Architecture Overview

This document describes the architecture and design of the Cat Viewer system.

System Components

The system consists of four main modules:

Camera Module (camera.py)

The Camera class wraps the picamera2 library to provide a high-level interface for Raspberry Pi camera modules. Key responsibilities:

Camera initialization and configuration
Automatic full sensor resolution detection
Frame capture at configured FPS
Frame format conversion (RGB/RGBA to BGR for OpenCV)
Camera validation and error handling
Support for IR camera controls (exposure, gain)

The camera automatically detects and uses the full sensor resolution (e.g., 3280x2464 for Camera Module 2) instead of cropping to a smaller resolution, ensuring the complete field of view is captured.

Detection Module (detector.py)

The CatDetector class wraps the Ultralytics YOLOv8 model for cat detection:

Loads pre-trained YOLOv8n (nano) model
Runs inference on video frames
Filters detections to only cats (COCO class ID 15)
Returns Detection objects with bounding boxes and confidence scores

The detector is optimized for CPU inference on Raspberry Pi using the lightweight nano model variant.

Recording Module (recorder.py)

The VideoRecorder class manages video recording sessions:

Creates timestamped output files
Manages recording state (start/stop)
Controls recording duration
Handles frame writing with automatic resizing
Uses OpenCV VideoWriter with mp4v codec

Configuration Module (config.py)

The config module handles YAML configuration loading:

Loads settings from config.yaml
Provides getter functions for all settings
Falls back to hardcoded defaults if YAML is missing
Supports path expansion (home directory, absolute paths)
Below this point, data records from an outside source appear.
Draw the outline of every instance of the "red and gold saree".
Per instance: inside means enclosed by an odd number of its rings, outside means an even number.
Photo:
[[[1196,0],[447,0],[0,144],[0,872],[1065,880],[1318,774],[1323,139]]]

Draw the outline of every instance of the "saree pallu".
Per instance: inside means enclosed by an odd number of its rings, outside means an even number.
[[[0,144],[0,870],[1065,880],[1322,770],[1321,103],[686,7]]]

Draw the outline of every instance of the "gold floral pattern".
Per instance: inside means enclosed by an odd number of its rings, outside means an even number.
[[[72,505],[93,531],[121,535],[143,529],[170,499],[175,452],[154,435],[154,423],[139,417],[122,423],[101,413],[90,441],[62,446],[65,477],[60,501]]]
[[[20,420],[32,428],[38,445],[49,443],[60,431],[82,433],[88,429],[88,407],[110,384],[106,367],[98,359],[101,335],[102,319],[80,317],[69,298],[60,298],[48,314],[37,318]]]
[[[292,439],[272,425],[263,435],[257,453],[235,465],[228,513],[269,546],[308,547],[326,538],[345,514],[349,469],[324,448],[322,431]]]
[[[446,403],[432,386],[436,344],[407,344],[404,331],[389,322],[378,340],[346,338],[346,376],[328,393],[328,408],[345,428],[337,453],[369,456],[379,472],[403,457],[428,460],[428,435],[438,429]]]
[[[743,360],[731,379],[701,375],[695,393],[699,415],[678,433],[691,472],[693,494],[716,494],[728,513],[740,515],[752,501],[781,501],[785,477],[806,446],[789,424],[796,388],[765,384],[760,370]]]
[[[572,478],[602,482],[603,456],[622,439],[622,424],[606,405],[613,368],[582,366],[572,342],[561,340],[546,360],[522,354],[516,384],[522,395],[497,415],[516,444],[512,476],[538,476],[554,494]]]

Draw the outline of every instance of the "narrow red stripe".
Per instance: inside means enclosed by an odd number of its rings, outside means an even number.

Main Application (main.py)

The main module orchestrates the system:

Parses command-line arguments
Initializes camera, detector, and recorder
Runs the main monitoring loop
Handles cat detection and recording triggers
Manages preview window (optional)
Provides test recording mode

Data Flow

Initialization: - Load configuration from YAML (with CLI overrides) - Initialize camera, detector, and recorder - Validate camera can read frames
Monitoring Loop: - Read frame from camera - Run detection on frame - If cat detected and not recording: start recording - If recording: write frame to video file - If recording duration elapsed: stop recording - If preview enabled: draw detections and display
Frame Processing: - Camera captures frame in RGB/RGBA format - Frame converted to BGR for OpenCV compatibility - Frame passed to detector (YOLOv8 expects RGB, handles conversion) - Detections drawn on frame for preview - Frame written to video file if recording

Configuration

Configuration is loaded from config.yaml with the following structure:

detection: Threshold and model settings
camera: Device, resolution, FPS, optional IR controls
recording: Duration and output directory
model: Model file name and cat class ID

Command-line arguments override YAML values, allowing runtime customization without editing config files.

Error Handling

The system includes comprehensive error handling:

Camera initialization failures with detailed troubleshooting messages
Camera validation to ensure frames can be read
Frame read failures with throttled logging and recovery
Preview window failures (graceful degradation, continues recording)
Detection errors (logged, system continues)
Recording errors (logged, system continues)

The system is designed to be robust and continue operating even when some components encounter errors (e.g., preview window unavailable over SSH).

Performance Considerations

Model Size: Uses YOLOv8n (nano) for CPU-friendly inference
Input Resolution: Configurable model input size (default 640x640)
Frame Rate: Configurable FPS (default 10) balances detection quality and CPU load
Full Sensor Resolution: Automatically detected and used for maximum field of view
Recording Codec: Uses mp4v codec for Raspberry Pi compatibility

The system is optimized for Raspberry Pi 4 with CPU-only inference. GPU acceleration is not currently supported but could be added for improved performance.